En 1989, alors que la maison où ils habitent à Zokak el-Blatt est atteinte d’un obus de plein fouet, la famille déménage à Rabié. En attendant que l’Alba déménage à Sin el-fil, elle commence une année de gestion à l’USJ. Elle assiste aux cours, mais ne présente pas les examens, et contre la volonté de sa mère, commence des études en architecture d’intérieur à l’Alba. Au bout de deux années, à 21 ans, elle se marie avec le psychiatre Joseph Guidanian, diplômé du Royal Hospital of Edinburgh. Malgré l’encouragement de son mari pour continuer ses études, elle décide elle-même d’y mettre un terme.
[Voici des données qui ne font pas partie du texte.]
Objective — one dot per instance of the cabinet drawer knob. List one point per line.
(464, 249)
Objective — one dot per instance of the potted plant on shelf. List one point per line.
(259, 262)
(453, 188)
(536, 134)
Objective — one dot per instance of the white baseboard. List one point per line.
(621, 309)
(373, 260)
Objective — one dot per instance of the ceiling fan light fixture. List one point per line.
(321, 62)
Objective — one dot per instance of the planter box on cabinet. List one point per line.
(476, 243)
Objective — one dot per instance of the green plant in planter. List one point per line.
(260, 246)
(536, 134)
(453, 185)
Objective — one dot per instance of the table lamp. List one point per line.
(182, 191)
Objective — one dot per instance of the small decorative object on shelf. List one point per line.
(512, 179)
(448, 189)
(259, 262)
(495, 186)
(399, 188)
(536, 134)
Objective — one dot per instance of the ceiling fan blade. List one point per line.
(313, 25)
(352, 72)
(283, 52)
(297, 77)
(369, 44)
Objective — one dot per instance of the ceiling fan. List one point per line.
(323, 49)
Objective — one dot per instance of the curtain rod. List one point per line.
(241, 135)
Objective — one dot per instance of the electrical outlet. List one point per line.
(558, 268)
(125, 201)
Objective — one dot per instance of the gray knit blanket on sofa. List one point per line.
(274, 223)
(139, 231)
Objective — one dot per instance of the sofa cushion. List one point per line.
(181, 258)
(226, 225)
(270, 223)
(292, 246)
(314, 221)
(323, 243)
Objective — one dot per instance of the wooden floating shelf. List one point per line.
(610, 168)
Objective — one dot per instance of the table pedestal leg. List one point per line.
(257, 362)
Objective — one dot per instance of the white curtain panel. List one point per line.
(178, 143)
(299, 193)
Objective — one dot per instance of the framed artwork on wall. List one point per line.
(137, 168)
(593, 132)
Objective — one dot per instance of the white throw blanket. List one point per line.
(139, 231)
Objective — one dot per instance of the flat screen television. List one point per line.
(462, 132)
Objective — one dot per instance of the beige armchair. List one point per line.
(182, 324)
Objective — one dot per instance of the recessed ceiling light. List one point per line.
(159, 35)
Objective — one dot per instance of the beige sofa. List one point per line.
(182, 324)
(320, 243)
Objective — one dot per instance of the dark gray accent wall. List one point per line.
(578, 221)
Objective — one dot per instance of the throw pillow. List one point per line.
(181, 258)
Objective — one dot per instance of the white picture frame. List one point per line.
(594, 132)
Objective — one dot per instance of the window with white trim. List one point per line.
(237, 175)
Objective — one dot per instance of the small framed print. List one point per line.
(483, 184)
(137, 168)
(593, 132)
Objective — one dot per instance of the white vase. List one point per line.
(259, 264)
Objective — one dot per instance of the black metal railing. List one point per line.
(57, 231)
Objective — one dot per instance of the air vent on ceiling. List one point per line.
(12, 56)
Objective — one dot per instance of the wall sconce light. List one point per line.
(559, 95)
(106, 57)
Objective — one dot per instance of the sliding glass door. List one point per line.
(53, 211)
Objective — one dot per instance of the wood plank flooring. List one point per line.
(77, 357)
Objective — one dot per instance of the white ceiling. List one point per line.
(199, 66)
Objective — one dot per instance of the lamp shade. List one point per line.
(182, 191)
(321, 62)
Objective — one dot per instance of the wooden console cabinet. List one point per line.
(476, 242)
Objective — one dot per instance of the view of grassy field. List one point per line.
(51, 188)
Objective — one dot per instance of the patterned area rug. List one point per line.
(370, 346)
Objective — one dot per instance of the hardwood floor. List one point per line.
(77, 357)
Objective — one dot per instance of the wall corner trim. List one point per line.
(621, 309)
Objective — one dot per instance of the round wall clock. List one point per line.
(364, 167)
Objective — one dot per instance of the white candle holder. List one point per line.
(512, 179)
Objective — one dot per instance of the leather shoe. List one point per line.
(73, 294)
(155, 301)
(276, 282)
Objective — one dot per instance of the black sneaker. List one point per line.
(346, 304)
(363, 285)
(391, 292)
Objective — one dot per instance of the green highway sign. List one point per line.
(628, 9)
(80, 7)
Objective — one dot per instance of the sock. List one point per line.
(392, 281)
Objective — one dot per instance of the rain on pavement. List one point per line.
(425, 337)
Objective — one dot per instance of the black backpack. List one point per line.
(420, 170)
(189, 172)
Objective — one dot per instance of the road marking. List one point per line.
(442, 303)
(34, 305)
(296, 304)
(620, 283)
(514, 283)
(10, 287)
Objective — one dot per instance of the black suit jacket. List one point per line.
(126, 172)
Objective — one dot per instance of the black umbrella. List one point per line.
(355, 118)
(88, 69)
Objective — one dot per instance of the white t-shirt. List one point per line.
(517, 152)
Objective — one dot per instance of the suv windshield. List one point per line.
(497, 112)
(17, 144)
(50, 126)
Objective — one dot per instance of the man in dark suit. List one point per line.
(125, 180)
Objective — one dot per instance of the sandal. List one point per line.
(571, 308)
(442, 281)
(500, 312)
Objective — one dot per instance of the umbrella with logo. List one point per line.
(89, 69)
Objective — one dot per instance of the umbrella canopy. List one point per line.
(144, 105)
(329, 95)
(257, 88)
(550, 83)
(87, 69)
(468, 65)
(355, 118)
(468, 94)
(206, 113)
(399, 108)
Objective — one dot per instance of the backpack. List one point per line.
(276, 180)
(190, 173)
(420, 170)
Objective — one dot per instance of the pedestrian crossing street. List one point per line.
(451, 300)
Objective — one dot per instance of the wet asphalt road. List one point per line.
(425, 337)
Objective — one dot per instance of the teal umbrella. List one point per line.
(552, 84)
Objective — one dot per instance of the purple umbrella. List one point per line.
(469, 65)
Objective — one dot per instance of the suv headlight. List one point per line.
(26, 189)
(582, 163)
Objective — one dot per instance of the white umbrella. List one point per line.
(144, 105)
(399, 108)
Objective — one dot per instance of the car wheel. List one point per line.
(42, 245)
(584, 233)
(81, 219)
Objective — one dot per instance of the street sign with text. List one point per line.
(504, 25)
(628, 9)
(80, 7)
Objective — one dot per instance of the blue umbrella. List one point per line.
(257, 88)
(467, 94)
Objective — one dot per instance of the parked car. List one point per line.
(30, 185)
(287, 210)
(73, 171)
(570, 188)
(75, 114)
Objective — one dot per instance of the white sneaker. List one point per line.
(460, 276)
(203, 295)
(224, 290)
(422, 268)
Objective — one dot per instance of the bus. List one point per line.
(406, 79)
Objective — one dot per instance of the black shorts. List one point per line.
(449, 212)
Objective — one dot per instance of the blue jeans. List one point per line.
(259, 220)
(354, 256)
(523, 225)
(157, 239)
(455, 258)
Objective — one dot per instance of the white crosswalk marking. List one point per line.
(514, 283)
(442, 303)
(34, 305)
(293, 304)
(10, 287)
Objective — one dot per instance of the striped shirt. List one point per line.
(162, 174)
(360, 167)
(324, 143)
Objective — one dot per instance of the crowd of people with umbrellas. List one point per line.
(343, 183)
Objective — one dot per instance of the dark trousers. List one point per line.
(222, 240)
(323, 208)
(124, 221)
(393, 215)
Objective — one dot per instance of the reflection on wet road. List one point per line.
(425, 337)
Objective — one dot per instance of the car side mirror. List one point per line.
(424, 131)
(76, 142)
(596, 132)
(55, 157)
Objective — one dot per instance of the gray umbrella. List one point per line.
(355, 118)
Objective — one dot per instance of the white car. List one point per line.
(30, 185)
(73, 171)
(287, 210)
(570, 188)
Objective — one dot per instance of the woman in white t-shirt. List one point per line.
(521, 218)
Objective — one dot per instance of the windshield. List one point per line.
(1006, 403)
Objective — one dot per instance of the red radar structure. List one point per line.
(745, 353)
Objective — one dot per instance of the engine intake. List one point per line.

Un jour où elle est contactée par une amie pour l’inviter à sa graduation, Maral Tutelian éclate en sanglots. «Après trois ans d’études, je me retrouvais sans diplôme, alors que toutes mes amies obtenaient leurs licences». Soutenue par son mari et sa mère, elle s’inscrit à l’Université libanaise et commence des études en sciences sociales. Elle termine 5e sur 150 étudiants sa première année, tombe enceinte au cours de la seconde année et obtient sa licence en troisième année.
Son professeur, Ibrahim Maroun, l’encourage à poursuivre ses études. «Tu promets beaucoup et tu as une étoffe de chercheuse. Il faut que tu continues», lui dit-il. Elle obtient alors une maîtrise option sociologie économique et développement. Elle travaille d’arrache-pied, se dévouant totalement à sa tâche. Sa deuxième grossesse ne l’empêche pas de poursuivre son but et c’est avec un enfant âgé d’un an et demi et d’un bébé sur les bras qu’elle soutient sa maîtrise. L’ambition de Maral Tutelian ne s’arrête pas là. Appuyée par son mari, elle poursuit un DEA à l’Usek. En 1988, par une dérogation spéciale, elle y enseigne deux cours et entame ainsi une carrière dans l’enseignement. En 1989, malgré des incidents tragiques dans sa vie familiale, armée de son courage et d’une grande foi, elle n’arrête pas d’enseigner et continue son doctorat. «En 1991, pendant deux années, je travaillais de 9h du soir à 3h du matin. Je ne voulais pas obtenir mon doctorat aux dépens de l’éducation de mes enfants».
Son patron de thèse ayant pris une année sabbatique, par dérogation spéciale encore une fois, elle est autorisée à soutenir sa thèse en son absence. Le lendemain, titulaire du fameux doctorat, elle commence à enseigner aussi à l’UL. «Le résultat m’a fait oublier dix années de labeur et de souffrance».
En décembre 99, elle est nommée directrice générale de l’Administration de la statistique, où elle a réussi avec une équipe restreinte à faire ses preuves dans le monde arabe, en Europe et aux Nations unies. Elle est la mère de deux jeunes hommes, Shahan (32 ans) et Serge (31 ans) dont l’éducation est très importante pour elle. «Nous sommes une famille qui donne de l’importance aux diplômes et à l’instruction et non pas à l’argent. Le capital humain arménien constitue notre patrimoine».